Bay Area Microfluidics Network brings together leaders in microfluidic technologies to foster innovation and collaboration within and amongst the region’s academic institutions and industries. Specifically, Bay Area Microfluidics Network seeks to 1) encourage academic-industrial collaborations and partnerships; 2) connect prospective employees such as graduate students and postdoctoral scholars to companies looking for talent; and 3) facilitate cross-pollination of ideas between the foremost authorities in microfluidic technologies.

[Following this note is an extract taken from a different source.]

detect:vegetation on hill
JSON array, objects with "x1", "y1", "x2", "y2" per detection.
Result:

Bay Area Microfluidics Network hosts a variety of networking events consisting of short talks or a panel discussion. Afterwards, attendees are encouraged to mingle in an informal setting. Come discover the latest and greatest work in microfluidics!


Thomas Carey

Thomas is a 6th-year PhD candidate in the UC Berkeley-UCSF Graduate Program in Bioengineering. In the Sohn Lab, his research focus is on using tumor-derived extracellular vesicles to noninvasively screen for cancer. During the pandemic, he has applied this EV detection work to another lipid bilayer nanoparticle: SARS-CoV-2. Thomas earned a B.S. in Engineering and Biology from Harvey Mudd College and previously worked as a Research Engineer at the BioMEMS Resource Center at Massachusetts General Hospital. Outside of lab, Thomas trains for triathlons and spends as much time outdoors as possible.

Samira Darvishi

Samira is a mechanical engineer at Signal Biosystems and developing a microfluidic device that will make life easier for anyone conducting experiments with precious reagents. She started her training as an engineer in aerospace at Sharif University of Technology, Iran. Her master’s at Stony Brook University was focused on studying two phase flow in microchannels and developing new inexpensive micro-fabrication techniques using lasers. For her PhD (major: fluid dynamics, minor: renewable energy technologies) she worked with Dr. Mary Frame, a physiologist, and studied red blood cell flow in pre-capillary arteries using microfluidic devices that she designed and fabricated. She was the lead microfluidics engineer at Prellis Biologics, where she worked on developing the technology to 3D print human tissue by applying principles of microfluidics to designing vasculature for various 3D structures.

Adam Nekimken

Adam recently received his PhD in Mechanical Engineering from Stanford.

Anushka Gupta

Anushka is a 5th-year PhD candidate in the UC Berkeley-UCSF Graduate Program in Bioengineering. In the Streets Lab, her research focuses on building microfluidic devices to advance making measurements at the single-cell level, with a particular focus on using these tools to study fat development in humans. Anushka did her Bachelor’s and Master’s in Chemical Engineering from Indian Institute of Technology, Kharagpur, India where she worked on building a digital microfluidics platform for on-demand, rapid patterning of cells. Outside of lab, Anushka loves to walk, play badminton, and watch cricket!

Diego Huyke Villeneuve

Diego is a National Science Foundation Fellow and PhD candidate in mechanical engineering at Stanford University. There, he is a member of the Stanford Microfluidics Lab (led by Prof. Juan G. Santiago). His current research varies across fast mixing for X-ray applications, red blood cell biomechanics, and electric-field accelerated CRISPR diagnostics. Diego earned a BS in mechanical engineering at the Massachusetts Institute of Technology. He is also a proud parent of a cat named Figs.